Luego, la experiencia afectiva también puede jerarquizarse o puede
adquirir una forma social objetiva.
Sí. ¿Pero de qué manera?
Por ejemplo, está toda la línea de teoría social que sitúa el sentimiento de compasión en el vértice superior de la pirámide de los sentimientos. La compasión entendida como el sentimiento rey,
el que mejor expresa nuestras cualidades humanas.
Bueno, yo no estoy de acuerdo con eso. ¿En qué autores está pensando?
En general en toda la tradición de culto a los sentimientos morales, desde Adam Smith hasta Martha Nussbaum, que puede ser vista como un intento de secularizar el código emocional cristiano, o de trasladarlo y adaptarlo al mundo capitalista y a la mentalidad de clase media.
Ya, pero aquí hay que decir que la noción de “compasión” ha sido muy contestada, políticamente. En primer lugar, por Hanna Arendt y, en general, por los políticos de izquierdas. La razón principal es que esa noción, como comentaba antes, obliga a los grupos, y a ciertos individuos, a comportarse como víctimas, a formular su experiencia en el lenguaje del maltratado. El sentimiento de piedad introduce una desigualdad en la mirada, una diferencia crucial entre el sujeto observador y el observado. Y también hay que considerar que quien sufre más no es necesariamente quien merece mayor consideración. Supongamos que tienes que escoger entre tres grupos posibles de personas que son susceptibles de ser tratadas de manera piadosa: los inválidos, los pobres y los enfermos de cáncer. ¿A quién ayudarás primero? También ahí se genera una estructura que puede ser políticamente utilizada.

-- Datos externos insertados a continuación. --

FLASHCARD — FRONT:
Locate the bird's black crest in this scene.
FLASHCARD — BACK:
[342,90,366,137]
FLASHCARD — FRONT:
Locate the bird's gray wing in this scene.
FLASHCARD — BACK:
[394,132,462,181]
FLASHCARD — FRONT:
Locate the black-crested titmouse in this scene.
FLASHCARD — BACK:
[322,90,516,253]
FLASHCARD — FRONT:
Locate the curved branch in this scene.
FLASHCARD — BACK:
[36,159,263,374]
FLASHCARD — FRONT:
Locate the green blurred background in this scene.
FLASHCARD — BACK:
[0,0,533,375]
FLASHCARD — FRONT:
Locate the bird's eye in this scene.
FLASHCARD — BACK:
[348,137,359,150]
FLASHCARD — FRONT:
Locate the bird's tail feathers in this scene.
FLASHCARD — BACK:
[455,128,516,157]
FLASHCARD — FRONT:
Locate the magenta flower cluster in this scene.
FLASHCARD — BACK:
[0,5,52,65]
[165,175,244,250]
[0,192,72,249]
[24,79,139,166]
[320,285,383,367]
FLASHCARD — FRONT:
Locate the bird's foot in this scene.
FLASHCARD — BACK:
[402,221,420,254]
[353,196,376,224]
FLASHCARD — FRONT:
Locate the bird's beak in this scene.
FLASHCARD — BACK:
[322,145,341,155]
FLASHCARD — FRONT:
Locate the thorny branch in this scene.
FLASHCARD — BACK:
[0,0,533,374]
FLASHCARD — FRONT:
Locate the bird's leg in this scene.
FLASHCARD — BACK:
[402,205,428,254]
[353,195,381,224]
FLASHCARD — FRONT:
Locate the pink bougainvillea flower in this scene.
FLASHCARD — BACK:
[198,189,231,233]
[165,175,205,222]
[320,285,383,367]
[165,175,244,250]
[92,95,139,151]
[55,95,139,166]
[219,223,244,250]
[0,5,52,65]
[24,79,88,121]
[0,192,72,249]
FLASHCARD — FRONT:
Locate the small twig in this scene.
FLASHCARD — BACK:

Eso abre el espacio de una política de las emociones: hay sentimientos que se hacen acreedores de atención pública y, por tanto, se convierten en políticamente significativos, mientras que otros quedan desatendidos. Este aspecto se ha destacado bastante desde la teoría de género, y en particular la de Butler, cuando señala que desde un punto de vista político la melancolía no puede formularse como el duelo por un objeto inefable, sino más bien como el duelo por un objeto que no es socialmente reconocido y que, por tanto, no puede ser traducido al lenguaje de la política –como ocurría con los familiares de los primeros muertos por sida.
Yo también soy muy escéptica respecto de los usos sociales de la compasión. Pero lo soy por razones distintas a las que esgrime la derecha norteamericana. A la gente de derechas no le gusta la piedad porque creen en la meritocracia y en la autoayuda. La suya es una visión individualista del mundo, en la cual la compasión no juega ningún papel. En cambio, a mí no me convence porque aceptar la política de la compasión nos convierte en cómplices de las decisiones públicas que se toman en su nombre.